A turning point on the Nile
Ethiopia offers another angle. In early September 2025, Addis Ababa officially commissioned the Grand Ethiopian Renaissance Dam, Africa’s largest hydroelectric project. At US$5 billion, it was not only an engineering marvel but a financing one. Ninety-one percent of the cost was carried by the centralw bank and the Commercial Bank of Ethiopia. The remainder came from citizens, civil servants whose salaries were docked, and the diaspora, who bought bonds and remitted money specifically for the dam.
The symbolism was immense. GERD was not just a dam; it was a declaration of sovereignty. Farmers, schoolchildren, public servants, and Ethiopians abroad all contributed.
The commissioning was more than the flick of a switch. It was proof that disciplined domestic mobilisation can deliver monumental projects. For Uganda, it is a reminder that local markets, patriotic contributions and diaspora capital are not abstractions — they are tools that, used transparently, can change a nation’s trajectory.
Uganda’s diaspora remits more than a billion dollars annually. Yet no serious diaspora bond has ever been floated. Properly structured, these flows could build industrial parks, oil infrastructure, and export corridors. GERD shows the potential, but also the risks: pouring so much into one project strained Ethiopia’s wider economy. Inflation rose, and opportunity costs mounted. Domestic mobilisation is powerful, but never free.
Borrowing smarter
Uganda stands at a crossroads. It can keep auctioning larger volumes, rolling over maturities, and letting interest bills balloon. Or it can borrow smarter.
That means issuing more long-term bonds like the 25-year paper that was recently oversubscribed, to spread obligations across decades. It means broadening participation so that SACCOs and ordinary citizens can buy in, not just banks and pension funds. It means guarding credibility like gold, because once trust erodes, yields spike. And it means mobilising the diaspora not just as remitters but as investors, through transparent instruments tied to visible projects.
Above all, it means showing value for money. Increased borrowing would not be a problem if government demonstrated efficiency in project execution, completing works on time and within budget.
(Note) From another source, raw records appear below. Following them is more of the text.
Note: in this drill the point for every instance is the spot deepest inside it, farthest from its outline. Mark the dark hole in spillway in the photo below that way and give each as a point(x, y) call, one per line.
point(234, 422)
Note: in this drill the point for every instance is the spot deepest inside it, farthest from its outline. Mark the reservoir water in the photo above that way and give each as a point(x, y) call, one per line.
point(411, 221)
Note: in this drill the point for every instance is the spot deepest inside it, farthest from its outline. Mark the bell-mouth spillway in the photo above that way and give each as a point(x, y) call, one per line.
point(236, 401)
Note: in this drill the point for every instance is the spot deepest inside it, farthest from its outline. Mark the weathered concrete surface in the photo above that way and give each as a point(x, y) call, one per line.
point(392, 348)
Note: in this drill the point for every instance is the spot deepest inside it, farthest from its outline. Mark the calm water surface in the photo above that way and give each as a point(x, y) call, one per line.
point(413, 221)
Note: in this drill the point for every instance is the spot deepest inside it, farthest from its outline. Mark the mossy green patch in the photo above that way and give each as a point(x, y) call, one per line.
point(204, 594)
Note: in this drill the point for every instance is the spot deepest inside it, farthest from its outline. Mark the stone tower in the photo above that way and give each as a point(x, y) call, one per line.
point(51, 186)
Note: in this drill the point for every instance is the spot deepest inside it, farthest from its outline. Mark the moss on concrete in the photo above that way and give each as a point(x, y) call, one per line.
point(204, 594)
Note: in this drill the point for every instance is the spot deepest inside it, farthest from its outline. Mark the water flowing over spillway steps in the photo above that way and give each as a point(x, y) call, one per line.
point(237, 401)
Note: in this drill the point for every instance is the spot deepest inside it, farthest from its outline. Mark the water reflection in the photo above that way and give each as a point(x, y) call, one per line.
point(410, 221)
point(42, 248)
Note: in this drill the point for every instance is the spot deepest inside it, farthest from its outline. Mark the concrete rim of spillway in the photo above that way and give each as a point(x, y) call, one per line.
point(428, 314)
If corruption were curbed and waste reduced, investor confidence would deepen. The result would be lower yields, less crowding out, and cheaper credit for the private sector.
The long view
Uganda’s domestic debt journey is three decades old. In the 1990s, securities were tools to tame inflation. In the 2000s, they were modest supplements to donor inflows. Today, they are the backbone of fiscal financing. Tomorrow, they will be judged either as the burden that strangled growth or the foundation that sustained it.
Kenya shows the danger of a deep market turned treadmill, where private borrowers are squeezed and lending rates remain high. Ethiopia shows the power of patriotic mobilisation, crowned by the September 2025 commissioning of GERD, but also the risks of overconcentration. Uganda must find its own balance.
The bond market will keep expanding, and coupons will keep falling due. The real test will be whether, in 10 years, we see power lines, factories and highways that justify the sacrifices — or only ballooning interest bills and a private sector starved of credit.
Borrowing from ourselves is neither inherently good nor bad. It is what we do with the money that matters. If government can show efficiency, curb corruption and deliver value, today’s debt could become tomorrow’s prosperity. If not, we risk mortgaging the future while suffocating the very entrepreneurs who should be building it.
Uganda is learning this lesson one auction at a time — and the GERD, flickering to life across the Nile in September 2025, stands as both inspiration and warning of what disciplined domestic financing can achieve.